Her boys and Pam, my other daughter, saw improvements for an hour-and-a-half lately. She pointed at me and told them. That’s my dad. She pronounced the title on a poster: Mardi Gras. We sat in the lobby and talked. I called out a to resident close by, Hello. How many boys do you have? Lynne answered immediately, Five. I have rarely seen visitors with her. She sits with other residents in the lobby. They tell Lynne, You’re lucky. Your dad comes to visit you. I know those statements make her happy. They make me feel more meaningful.
Today when I met Lynne she was sobbing, tears flowed down her cheeks. She wrapped her arms around me, saying, She took it all. She took everything.

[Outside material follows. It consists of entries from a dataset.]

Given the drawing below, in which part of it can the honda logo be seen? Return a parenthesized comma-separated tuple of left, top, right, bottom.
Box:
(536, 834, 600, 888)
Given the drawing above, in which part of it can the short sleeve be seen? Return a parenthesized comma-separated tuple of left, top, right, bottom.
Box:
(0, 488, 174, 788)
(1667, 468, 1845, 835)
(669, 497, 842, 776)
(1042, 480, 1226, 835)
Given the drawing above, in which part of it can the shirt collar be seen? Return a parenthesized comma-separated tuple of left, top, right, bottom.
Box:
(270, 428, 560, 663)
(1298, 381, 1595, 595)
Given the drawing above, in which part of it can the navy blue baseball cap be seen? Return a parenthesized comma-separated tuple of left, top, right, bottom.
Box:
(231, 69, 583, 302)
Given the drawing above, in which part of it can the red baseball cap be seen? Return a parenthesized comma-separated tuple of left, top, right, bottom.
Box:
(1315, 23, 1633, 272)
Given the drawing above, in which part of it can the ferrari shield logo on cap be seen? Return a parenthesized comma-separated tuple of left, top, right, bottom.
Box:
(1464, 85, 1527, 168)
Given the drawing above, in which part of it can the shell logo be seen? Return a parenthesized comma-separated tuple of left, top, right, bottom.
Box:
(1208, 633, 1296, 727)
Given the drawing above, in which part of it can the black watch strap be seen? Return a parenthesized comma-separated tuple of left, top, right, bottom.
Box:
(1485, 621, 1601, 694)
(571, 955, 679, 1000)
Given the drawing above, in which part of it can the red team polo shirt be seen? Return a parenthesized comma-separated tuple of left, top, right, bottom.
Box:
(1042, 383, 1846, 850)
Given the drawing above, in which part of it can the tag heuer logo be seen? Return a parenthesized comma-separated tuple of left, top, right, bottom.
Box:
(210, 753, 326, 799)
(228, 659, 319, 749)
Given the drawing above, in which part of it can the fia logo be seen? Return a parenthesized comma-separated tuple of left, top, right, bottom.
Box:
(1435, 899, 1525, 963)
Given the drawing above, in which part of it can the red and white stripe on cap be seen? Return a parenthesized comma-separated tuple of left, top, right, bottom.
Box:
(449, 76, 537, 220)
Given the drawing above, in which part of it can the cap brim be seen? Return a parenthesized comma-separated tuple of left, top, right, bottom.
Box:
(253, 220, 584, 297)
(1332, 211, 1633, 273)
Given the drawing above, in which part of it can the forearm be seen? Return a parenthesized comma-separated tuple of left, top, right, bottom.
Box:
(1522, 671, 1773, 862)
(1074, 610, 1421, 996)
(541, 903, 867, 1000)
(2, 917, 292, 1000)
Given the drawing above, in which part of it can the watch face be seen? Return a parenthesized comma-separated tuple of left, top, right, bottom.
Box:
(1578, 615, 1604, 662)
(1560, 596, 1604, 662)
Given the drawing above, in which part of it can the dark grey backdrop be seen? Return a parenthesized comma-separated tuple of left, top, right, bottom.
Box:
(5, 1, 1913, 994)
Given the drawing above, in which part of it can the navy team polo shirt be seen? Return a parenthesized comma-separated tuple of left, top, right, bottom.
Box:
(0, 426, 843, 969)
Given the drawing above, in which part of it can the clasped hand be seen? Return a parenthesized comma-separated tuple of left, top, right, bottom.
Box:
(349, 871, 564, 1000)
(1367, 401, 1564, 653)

I pulled back and looked her in the eyes. Hon, I was just in your room. She didn’t take it all. It’s all there.
It is? Well OK. I lifted her mood and made me feel meaningful. I put on her headphones and backpack to hear the Sister’s Music list from her sister Pam. Lynne gazed up and nodded her head. She mouthed some words. Her body slightly swayed to the music. I was glad I brought the headphones and Pam sent a list. It kept her mood mellow. Pam and I both feel more meaningful about her music. I am grateful for Pam’s care.
I walked beside her, slipped my hand under hers and left it open. Sometimes she moved her hand away. Sometimes she let our hands touch. Sometimes she grabbed my finger, three fingers, the whole hand. Sometimes a grip. Sometimes gentle. It made her more connected, secure, stable. I felt more meaningful. I steered her up to the 6th, 5th, 4th, 3rd floors and the lobby. She studied photos revolving across television screens on every floor. She often turned to smile at me. We were both getting some exercise. I felt more meaningful. I waved to her when I left her floor before lunch. I felt I improved her feelings for a little while. I felt more meaningful. Don’t let fear keep her from giving her a more meaningful journey.